Elfreth’s Alley formed only twenty years after the colony of Pennsylvania. In 1702, two blacksmiths each gave up a portion of their adjoining land to create the alleyway that can still be seen today. Overtime, houses were built on the alley. Throughout the 1700s, numerous craftsmen and merchants lived in these houses. Jeremiah Elfreth, a glass blower, was the source of the street’s name. The street quickly became very diverse; a former slave, English colonists, and a Jewish Merchant all lived here for a time. During the American Revolution, Elfreth’s Alley housed both patriots and loyalists.
The Industrial Revolution in the 1800s brought a new wave of immigrants from Europe to Philadelphia.
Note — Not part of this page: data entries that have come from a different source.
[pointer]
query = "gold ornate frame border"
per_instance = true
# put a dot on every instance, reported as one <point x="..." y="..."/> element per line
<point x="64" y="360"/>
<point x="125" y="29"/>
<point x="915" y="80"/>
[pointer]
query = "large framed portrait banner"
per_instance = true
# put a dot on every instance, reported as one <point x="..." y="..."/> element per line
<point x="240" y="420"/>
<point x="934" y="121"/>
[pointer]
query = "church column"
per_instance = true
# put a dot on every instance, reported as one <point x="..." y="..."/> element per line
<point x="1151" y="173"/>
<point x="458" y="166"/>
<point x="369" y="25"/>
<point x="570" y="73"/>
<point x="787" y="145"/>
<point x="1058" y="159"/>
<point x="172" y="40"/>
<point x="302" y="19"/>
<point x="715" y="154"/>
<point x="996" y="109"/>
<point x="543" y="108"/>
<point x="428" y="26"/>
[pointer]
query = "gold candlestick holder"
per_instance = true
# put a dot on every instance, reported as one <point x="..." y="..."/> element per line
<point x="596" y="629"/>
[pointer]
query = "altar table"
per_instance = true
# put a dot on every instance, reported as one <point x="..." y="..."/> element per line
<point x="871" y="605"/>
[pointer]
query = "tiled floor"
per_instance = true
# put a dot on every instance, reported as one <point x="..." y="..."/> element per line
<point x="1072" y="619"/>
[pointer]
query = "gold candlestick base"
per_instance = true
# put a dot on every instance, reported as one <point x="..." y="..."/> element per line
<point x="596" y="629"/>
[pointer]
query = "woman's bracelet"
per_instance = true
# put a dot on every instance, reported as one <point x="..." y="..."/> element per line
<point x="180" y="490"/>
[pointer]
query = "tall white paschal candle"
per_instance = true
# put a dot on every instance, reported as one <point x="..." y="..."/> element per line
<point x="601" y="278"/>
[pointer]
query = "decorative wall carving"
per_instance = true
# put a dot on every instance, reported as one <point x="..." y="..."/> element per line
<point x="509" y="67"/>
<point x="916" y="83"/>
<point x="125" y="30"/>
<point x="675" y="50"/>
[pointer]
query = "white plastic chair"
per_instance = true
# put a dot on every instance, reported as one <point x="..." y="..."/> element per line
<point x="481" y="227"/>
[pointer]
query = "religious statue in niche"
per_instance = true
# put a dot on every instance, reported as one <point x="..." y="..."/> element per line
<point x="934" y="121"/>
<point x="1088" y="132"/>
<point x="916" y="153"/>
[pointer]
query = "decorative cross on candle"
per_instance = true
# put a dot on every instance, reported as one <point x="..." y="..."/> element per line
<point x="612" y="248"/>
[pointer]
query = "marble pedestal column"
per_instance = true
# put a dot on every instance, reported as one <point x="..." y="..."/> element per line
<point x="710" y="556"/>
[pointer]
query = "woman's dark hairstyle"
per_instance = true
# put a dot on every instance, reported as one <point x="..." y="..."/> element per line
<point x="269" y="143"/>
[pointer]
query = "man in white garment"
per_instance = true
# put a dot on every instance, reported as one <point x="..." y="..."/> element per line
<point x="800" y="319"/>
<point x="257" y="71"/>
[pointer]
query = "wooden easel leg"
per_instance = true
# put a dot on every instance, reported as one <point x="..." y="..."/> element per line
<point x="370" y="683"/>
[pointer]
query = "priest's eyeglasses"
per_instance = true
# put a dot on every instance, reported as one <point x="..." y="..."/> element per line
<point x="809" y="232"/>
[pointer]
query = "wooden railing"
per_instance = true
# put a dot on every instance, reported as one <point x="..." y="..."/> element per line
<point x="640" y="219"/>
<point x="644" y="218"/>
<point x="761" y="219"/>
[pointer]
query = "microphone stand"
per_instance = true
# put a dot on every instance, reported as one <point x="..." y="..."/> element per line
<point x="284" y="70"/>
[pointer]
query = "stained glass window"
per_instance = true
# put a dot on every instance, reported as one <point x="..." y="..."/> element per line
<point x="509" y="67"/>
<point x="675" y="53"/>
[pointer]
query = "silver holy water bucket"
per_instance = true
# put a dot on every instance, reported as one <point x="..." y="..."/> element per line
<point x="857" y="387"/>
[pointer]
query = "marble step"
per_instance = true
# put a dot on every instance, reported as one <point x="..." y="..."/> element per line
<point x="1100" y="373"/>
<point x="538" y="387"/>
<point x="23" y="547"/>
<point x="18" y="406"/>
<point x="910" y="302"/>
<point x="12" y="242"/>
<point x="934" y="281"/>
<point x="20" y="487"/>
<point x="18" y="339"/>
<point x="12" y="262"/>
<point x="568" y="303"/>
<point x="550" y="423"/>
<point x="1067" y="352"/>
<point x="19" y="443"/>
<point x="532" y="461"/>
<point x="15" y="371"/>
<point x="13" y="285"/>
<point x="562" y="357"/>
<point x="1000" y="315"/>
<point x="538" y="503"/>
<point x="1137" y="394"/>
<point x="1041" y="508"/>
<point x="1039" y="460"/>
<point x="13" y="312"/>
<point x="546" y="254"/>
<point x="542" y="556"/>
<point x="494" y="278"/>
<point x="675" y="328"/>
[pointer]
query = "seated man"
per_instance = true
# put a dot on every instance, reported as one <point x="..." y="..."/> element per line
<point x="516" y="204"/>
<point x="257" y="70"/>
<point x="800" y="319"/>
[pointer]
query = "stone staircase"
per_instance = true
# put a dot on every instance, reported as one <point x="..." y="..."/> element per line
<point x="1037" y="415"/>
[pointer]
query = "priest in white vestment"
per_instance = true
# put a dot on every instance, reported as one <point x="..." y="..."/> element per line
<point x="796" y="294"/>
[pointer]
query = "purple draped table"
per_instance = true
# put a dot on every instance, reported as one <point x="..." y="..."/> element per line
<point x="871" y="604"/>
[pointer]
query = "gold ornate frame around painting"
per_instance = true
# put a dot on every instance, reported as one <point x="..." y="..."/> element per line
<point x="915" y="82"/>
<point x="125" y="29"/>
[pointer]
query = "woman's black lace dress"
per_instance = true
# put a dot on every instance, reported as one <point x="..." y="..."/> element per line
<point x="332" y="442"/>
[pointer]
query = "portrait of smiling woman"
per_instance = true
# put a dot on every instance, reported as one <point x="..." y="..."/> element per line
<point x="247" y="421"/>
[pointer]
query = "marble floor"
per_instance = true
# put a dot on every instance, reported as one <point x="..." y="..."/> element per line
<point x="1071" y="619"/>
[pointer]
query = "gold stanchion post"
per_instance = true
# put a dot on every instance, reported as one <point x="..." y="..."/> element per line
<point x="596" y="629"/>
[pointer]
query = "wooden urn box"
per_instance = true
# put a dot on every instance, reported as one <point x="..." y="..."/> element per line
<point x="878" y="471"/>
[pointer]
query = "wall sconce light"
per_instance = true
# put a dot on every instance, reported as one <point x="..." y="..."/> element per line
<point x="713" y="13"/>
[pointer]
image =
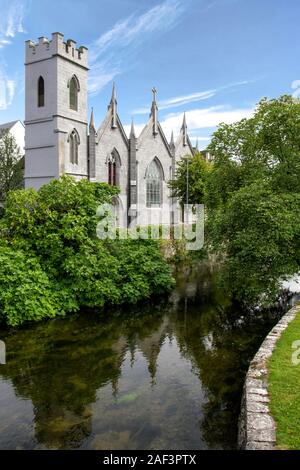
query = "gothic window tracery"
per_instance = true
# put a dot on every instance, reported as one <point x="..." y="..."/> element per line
<point x="74" y="142"/>
<point x="154" y="178"/>
<point x="41" y="92"/>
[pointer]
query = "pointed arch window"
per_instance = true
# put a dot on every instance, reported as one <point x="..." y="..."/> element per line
<point x="41" y="92"/>
<point x="114" y="165"/>
<point x="74" y="88"/>
<point x="154" y="179"/>
<point x="74" y="142"/>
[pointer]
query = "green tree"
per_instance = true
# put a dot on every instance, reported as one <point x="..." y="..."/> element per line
<point x="55" y="230"/>
<point x="253" y="197"/>
<point x="190" y="174"/>
<point x="11" y="165"/>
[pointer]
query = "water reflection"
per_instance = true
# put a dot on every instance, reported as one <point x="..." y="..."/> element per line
<point x="161" y="376"/>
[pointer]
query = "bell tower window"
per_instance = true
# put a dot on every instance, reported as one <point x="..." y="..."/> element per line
<point x="73" y="90"/>
<point x="41" y="92"/>
<point x="74" y="142"/>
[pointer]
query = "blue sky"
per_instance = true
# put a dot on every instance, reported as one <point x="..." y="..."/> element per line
<point x="213" y="59"/>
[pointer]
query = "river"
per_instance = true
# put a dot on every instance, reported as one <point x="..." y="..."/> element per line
<point x="162" y="375"/>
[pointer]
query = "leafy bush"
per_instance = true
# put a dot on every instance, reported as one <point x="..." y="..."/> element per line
<point x="60" y="264"/>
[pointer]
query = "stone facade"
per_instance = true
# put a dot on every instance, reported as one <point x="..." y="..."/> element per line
<point x="105" y="154"/>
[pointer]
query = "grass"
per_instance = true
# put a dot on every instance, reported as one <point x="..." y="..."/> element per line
<point x="284" y="387"/>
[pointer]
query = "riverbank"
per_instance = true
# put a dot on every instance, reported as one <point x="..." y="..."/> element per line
<point x="284" y="386"/>
<point x="257" y="427"/>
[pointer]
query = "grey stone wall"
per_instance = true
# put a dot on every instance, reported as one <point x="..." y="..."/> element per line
<point x="257" y="429"/>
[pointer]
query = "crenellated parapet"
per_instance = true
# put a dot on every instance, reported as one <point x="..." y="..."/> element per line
<point x="45" y="49"/>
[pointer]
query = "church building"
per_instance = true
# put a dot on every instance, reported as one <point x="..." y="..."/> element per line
<point x="59" y="139"/>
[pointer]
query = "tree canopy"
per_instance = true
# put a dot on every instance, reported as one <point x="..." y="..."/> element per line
<point x="252" y="196"/>
<point x="52" y="263"/>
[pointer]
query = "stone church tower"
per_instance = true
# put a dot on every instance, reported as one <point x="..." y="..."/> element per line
<point x="55" y="110"/>
<point x="58" y="139"/>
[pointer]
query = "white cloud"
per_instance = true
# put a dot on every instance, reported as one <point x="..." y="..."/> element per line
<point x="111" y="53"/>
<point x="205" y="118"/>
<point x="178" y="101"/>
<point x="11" y="23"/>
<point x="198" y="119"/>
<point x="12" y="19"/>
<point x="7" y="92"/>
<point x="4" y="42"/>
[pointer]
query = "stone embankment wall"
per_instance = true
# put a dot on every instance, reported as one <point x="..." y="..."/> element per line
<point x="257" y="429"/>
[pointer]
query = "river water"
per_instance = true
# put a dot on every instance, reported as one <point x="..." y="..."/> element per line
<point x="163" y="375"/>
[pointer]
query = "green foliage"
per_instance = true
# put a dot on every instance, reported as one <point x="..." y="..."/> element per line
<point x="26" y="293"/>
<point x="284" y="388"/>
<point x="11" y="165"/>
<point x="253" y="199"/>
<point x="197" y="169"/>
<point x="55" y="228"/>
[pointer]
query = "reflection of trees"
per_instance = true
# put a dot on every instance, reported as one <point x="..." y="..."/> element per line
<point x="220" y="342"/>
<point x="62" y="364"/>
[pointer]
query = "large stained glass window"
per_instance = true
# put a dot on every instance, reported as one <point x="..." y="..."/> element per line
<point x="154" y="184"/>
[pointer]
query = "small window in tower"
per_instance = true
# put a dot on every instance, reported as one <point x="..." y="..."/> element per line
<point x="114" y="166"/>
<point x="41" y="92"/>
<point x="74" y="143"/>
<point x="74" y="89"/>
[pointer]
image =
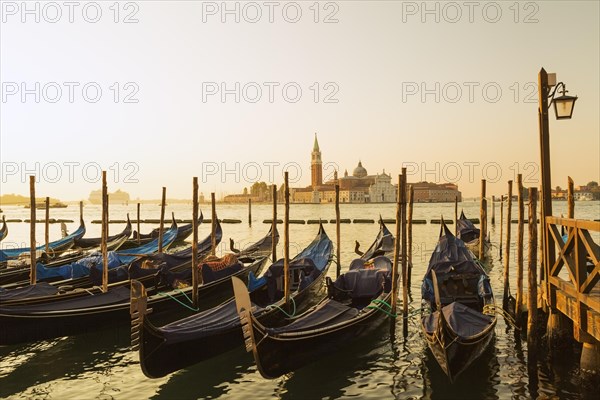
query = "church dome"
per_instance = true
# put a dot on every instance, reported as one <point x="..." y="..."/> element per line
<point x="359" y="171"/>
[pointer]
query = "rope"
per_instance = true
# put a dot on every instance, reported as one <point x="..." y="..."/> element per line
<point x="272" y="306"/>
<point x="377" y="307"/>
<point x="491" y="308"/>
<point x="179" y="301"/>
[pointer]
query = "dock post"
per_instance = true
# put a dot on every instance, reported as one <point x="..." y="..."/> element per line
<point x="590" y="358"/>
<point x="249" y="212"/>
<point x="32" y="248"/>
<point x="507" y="249"/>
<point x="104" y="236"/>
<point x="482" y="222"/>
<point x="274" y="225"/>
<point x="196" y="277"/>
<point x="520" y="262"/>
<point x="493" y="210"/>
<point x="337" y="230"/>
<point x="162" y="219"/>
<point x="404" y="258"/>
<point x="286" y="240"/>
<point x="501" y="226"/>
<point x="213" y="225"/>
<point x="138" y="223"/>
<point x="455" y="215"/>
<point x="570" y="199"/>
<point x="47" y="227"/>
<point x="396" y="250"/>
<point x="411" y="194"/>
<point x="532" y="298"/>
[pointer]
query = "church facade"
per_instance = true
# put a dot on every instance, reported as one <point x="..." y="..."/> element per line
<point x="360" y="187"/>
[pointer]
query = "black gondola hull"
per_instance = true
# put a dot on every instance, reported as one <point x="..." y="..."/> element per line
<point x="160" y="357"/>
<point x="279" y="355"/>
<point x="19" y="326"/>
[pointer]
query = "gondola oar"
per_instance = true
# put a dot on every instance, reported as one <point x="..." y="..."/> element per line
<point x="195" y="275"/>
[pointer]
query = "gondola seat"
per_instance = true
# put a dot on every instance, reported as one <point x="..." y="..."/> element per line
<point x="359" y="286"/>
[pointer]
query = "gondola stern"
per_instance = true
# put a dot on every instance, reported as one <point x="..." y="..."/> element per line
<point x="244" y="310"/>
<point x="138" y="309"/>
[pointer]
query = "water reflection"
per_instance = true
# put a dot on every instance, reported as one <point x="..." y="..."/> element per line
<point x="479" y="381"/>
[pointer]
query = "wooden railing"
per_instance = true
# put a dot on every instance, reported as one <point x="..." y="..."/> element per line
<point x="578" y="297"/>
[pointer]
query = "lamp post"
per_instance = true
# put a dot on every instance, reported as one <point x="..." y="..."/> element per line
<point x="563" y="108"/>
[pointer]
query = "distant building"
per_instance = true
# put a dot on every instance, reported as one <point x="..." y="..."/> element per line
<point x="360" y="187"/>
<point x="119" y="197"/>
<point x="427" y="192"/>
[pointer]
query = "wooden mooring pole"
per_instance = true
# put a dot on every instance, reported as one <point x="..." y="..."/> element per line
<point x="138" y="224"/>
<point x="455" y="215"/>
<point x="570" y="198"/>
<point x="286" y="240"/>
<point x="47" y="227"/>
<point x="482" y="222"/>
<point x="493" y="210"/>
<point x="161" y="228"/>
<point x="507" y="249"/>
<point x="337" y="230"/>
<point x="32" y="248"/>
<point x="274" y="226"/>
<point x="104" y="236"/>
<point x="411" y="194"/>
<point x="404" y="258"/>
<point x="213" y="225"/>
<point x="396" y="248"/>
<point x="532" y="322"/>
<point x="501" y="226"/>
<point x="249" y="212"/>
<point x="196" y="277"/>
<point x="520" y="231"/>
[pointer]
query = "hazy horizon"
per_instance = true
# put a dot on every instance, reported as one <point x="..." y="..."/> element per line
<point x="158" y="92"/>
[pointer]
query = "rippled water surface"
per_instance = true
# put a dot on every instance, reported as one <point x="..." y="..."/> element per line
<point x="386" y="365"/>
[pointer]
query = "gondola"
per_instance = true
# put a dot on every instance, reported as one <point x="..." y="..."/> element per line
<point x="77" y="273"/>
<point x="56" y="247"/>
<point x="92" y="310"/>
<point x="356" y="305"/>
<point x="201" y="336"/>
<point x="4" y="229"/>
<point x="86" y="243"/>
<point x="467" y="232"/>
<point x="458" y="316"/>
<point x="182" y="234"/>
<point x="19" y="275"/>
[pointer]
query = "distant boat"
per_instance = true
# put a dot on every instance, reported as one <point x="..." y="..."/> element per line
<point x="42" y="205"/>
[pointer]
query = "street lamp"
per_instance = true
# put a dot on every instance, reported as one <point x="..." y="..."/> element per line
<point x="563" y="108"/>
<point x="563" y="105"/>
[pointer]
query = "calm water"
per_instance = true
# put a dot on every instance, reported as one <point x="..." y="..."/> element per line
<point x="100" y="365"/>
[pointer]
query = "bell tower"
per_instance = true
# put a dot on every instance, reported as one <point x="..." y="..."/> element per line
<point x="316" y="166"/>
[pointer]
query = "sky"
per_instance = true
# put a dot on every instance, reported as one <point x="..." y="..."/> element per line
<point x="157" y="92"/>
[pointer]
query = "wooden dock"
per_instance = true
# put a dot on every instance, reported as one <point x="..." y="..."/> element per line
<point x="578" y="296"/>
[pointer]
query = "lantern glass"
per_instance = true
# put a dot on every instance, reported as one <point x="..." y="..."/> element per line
<point x="563" y="107"/>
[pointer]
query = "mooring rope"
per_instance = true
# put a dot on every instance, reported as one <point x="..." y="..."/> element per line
<point x="492" y="308"/>
<point x="272" y="306"/>
<point x="179" y="301"/>
<point x="379" y="302"/>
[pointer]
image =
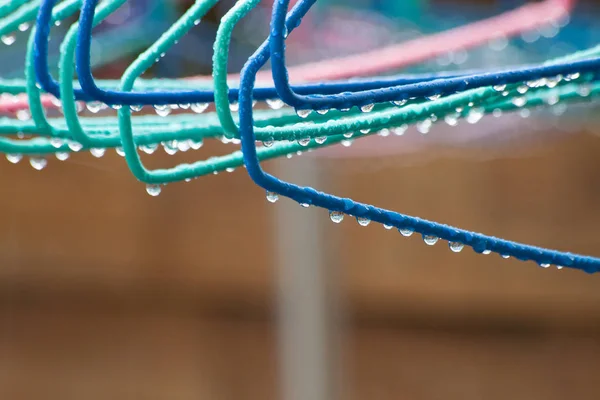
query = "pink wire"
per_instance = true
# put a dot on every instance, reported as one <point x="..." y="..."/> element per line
<point x="508" y="24"/>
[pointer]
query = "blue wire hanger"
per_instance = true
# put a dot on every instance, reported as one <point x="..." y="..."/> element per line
<point x="306" y="195"/>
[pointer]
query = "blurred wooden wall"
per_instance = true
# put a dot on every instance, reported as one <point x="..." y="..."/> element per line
<point x="106" y="292"/>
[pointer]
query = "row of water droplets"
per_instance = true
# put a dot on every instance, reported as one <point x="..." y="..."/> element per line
<point x="456" y="247"/>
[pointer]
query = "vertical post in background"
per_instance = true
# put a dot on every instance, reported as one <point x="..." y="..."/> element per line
<point x="307" y="317"/>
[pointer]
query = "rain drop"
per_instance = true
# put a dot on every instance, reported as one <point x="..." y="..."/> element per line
<point x="153" y="190"/>
<point x="272" y="197"/>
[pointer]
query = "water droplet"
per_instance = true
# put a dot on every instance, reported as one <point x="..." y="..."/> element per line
<point x="430" y="240"/>
<point x="153" y="190"/>
<point x="199" y="108"/>
<point x="519" y="101"/>
<point x="8" y="39"/>
<point x="272" y="197"/>
<point x="304" y="142"/>
<point x="162" y="110"/>
<point x="399" y="130"/>
<point x="98" y="151"/>
<point x="367" y="107"/>
<point x="38" y="163"/>
<point x="275" y="104"/>
<point x="363" y="221"/>
<point x="424" y="126"/>
<point x="94" y="106"/>
<point x="336" y="216"/>
<point x="14" y="158"/>
<point x="74" y="146"/>
<point x="456" y="247"/>
<point x="474" y="115"/>
<point x="303" y="113"/>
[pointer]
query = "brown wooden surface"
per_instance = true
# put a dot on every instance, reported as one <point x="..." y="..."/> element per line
<point x="106" y="292"/>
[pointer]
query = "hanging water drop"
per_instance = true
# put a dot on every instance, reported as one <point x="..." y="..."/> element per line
<point x="199" y="108"/>
<point x="304" y="142"/>
<point x="363" y="221"/>
<point x="303" y="113"/>
<point x="272" y="197"/>
<point x="367" y="107"/>
<point x="456" y="247"/>
<point x="153" y="190"/>
<point x="430" y="240"/>
<point x="405" y="232"/>
<point x="62" y="155"/>
<point x="275" y="104"/>
<point x="14" y="158"/>
<point x="97" y="151"/>
<point x="8" y="39"/>
<point x="336" y="216"/>
<point x="38" y="163"/>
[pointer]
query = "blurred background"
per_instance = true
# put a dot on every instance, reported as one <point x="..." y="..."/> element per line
<point x="106" y="292"/>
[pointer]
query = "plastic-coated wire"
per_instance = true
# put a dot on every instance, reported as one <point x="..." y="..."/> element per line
<point x="503" y="26"/>
<point x="278" y="33"/>
<point x="306" y="195"/>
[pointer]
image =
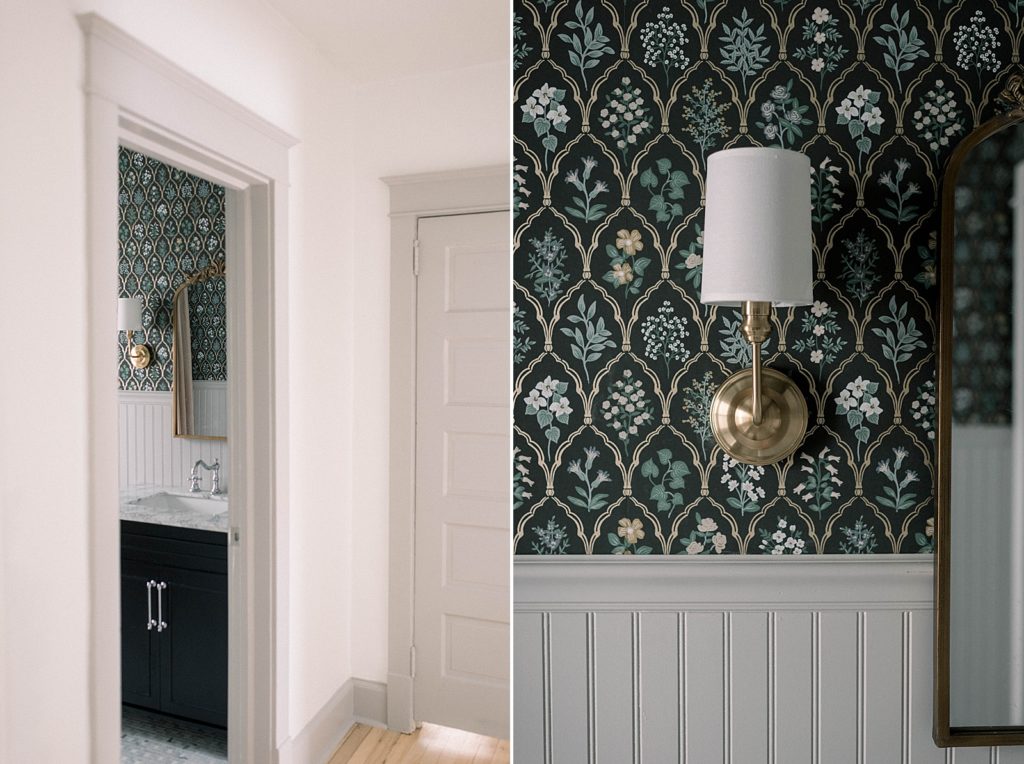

The growing number of factories in the city provided new work opportunities. Elfreth’s Alley became a predominately Irish and German neighborhood. For decades it housed many generations of the same families.
By the early 1900s, the area had become impoverished, dirty, cramped, and overshadowed by the nearby factories. Elfreth’s Alley was likewise dilapidated, and faced threats of demolition even though many still inhabited it. Even the name was lost – in an attempt to simplify Philadelphian maps, it was renamed the 100 Cherry Street block.
Dorothy Ottey had moved into one of the Alley’s houses in 1933 and opened up a lunch counter to serve factory workers. She saw the historic worth in the Alley and began to publicly advocate for its restoration. She and a group of fellow residents formed the Elfreth’s Alley Association in 1934 in order to save certain houses from demolition.
Ottey continued to recruit volunteers by writing to the Evening Bulletin, and eventually gained the interest of the Philadelphia Society for the Preservation of Landmarks. By 1937, Philadelphia Mayor S. Davis Wilson promised financial support. The Elfreth’s Alley Association then successfully lobbied for the street’s old named to be reinstated.
The Association was called to action again in the 1950s. The building of Interstate 95 originally called for the destruction of seven Elfreths’s Alley houses. Both the Association and many Philadelphians protested. A revised plan suggested only two houses needed to come down, but the Association still opposed it. Through petitions and letters, Elfreth’s Alley was allowed to remain whole.
The Elfreth’s Alley Association today is a non-profit that continues to protect the interests and integrity of the area. The Alley is considered a “living museum.” While thousands of people visit it every year, people still call it home too.